Description: Text which has been rotated through 90 Deg will not overflow into empty cells immediately above the rotated cells. Also, the alignment buttons on the toolbar transpose their effect so bottom aligned is equivalent to left-aligned on a horizontal cell whereas left-aligned becomes "top-aligned" for the text axis I don't necessarily consider the transposition of the alignment functions as a significant issue as they are easily correlated to the text flow. The row height appear to be automatically adjusted to "fit" the text length upon rotation but this is rarely the desired effect. The cells above the rotated cell can be "merged" but the rotation then has to be re-defined to achieve the display of full text Steps to Reproduce: Simple demo sheet attached Actual Results: Truncated text Expected Results: overflow text Reproducible: Always User Profile Reset: No OpenGL enabled: Yes Additional Info: Version: 7.0.4.2 (x64) Build ID: dcf040e67528d9187c66b2379df5ea4407429775 CPU threads: 4; OS: Windows 10.0 Build 19042; UI render: Skia/Raster; VCL: win Locale: sv-SE (en_GB); UI: en-GB Calc: threaded
Created attachment 168989 [details] Simple sheet demonstrating the effect
It may be that somebody will wish to redefine the impact as TRIVIAL
(In reply to Colin from comment #0) > The cells above the rotated cell can be "merged" but the rotation then has > to be re-defined to achieve the display of full text > I now realise this is due to the format being taken from the first or top cell so that is not a dubious action.
My view is that this is not a bug but standard behaviour. I have tested this in 7.0.3 and Excel and get the same behaviour. Basically, text overflow does not occur to cells above. As mentioned, there are two work arounds: merge the cell with those above; or increase the column height. Standard behaviour when you rotate text is for Calc to increase the row height to accommodate the rotated text. Excel does the same thing.
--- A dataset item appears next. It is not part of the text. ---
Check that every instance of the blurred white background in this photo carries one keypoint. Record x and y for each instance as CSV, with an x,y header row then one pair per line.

Whilst it's obviously a trivial, easily remedied effect, I suspect Excel is also flawed. Pour excessive water into any open container and it overflows. It doesn't really matter if the container is upright or has been knocked onto its side. It may also transpire that coding to incorporate physics could prove beneficial further along the development path. However, I would agree that if trying to emulate the laws of physics destroys or seriously impacts the ability to "Save as Excel" then it should be reassessed as either NOTABUG or WON'TFIX.
Hi Colin, Thanks for the response. I suspect that this issue needs to be decided by someone above my pay grade. I would, however, like to add a couple of problems with your suggestion. (1) Changing the behaviour of Calc to flow upward would have legacy issues for existing spreadsheets. Unfortunately, some people may be relying on the existing behaviour. (2) I decided to do something similar to rotating text - I increased the font size on standard non rotated text. Again the column height increased automatically and when I reduced the column height the top of the text did NOT display in the empty cells above. I suspect that the horizontal truncation of text if there is insufficient head room is a long standing legacy behaviour. The way forward with this problem requires someone with more product history than me. Regards…. Peter.
Hi Peter, I must confess, I hadn't considered the legacy issue if a user had already taken mitigating steps. I guess I must be a selfish Pom;) Best regards, Colin
Consulted with buovjaga and no further action required.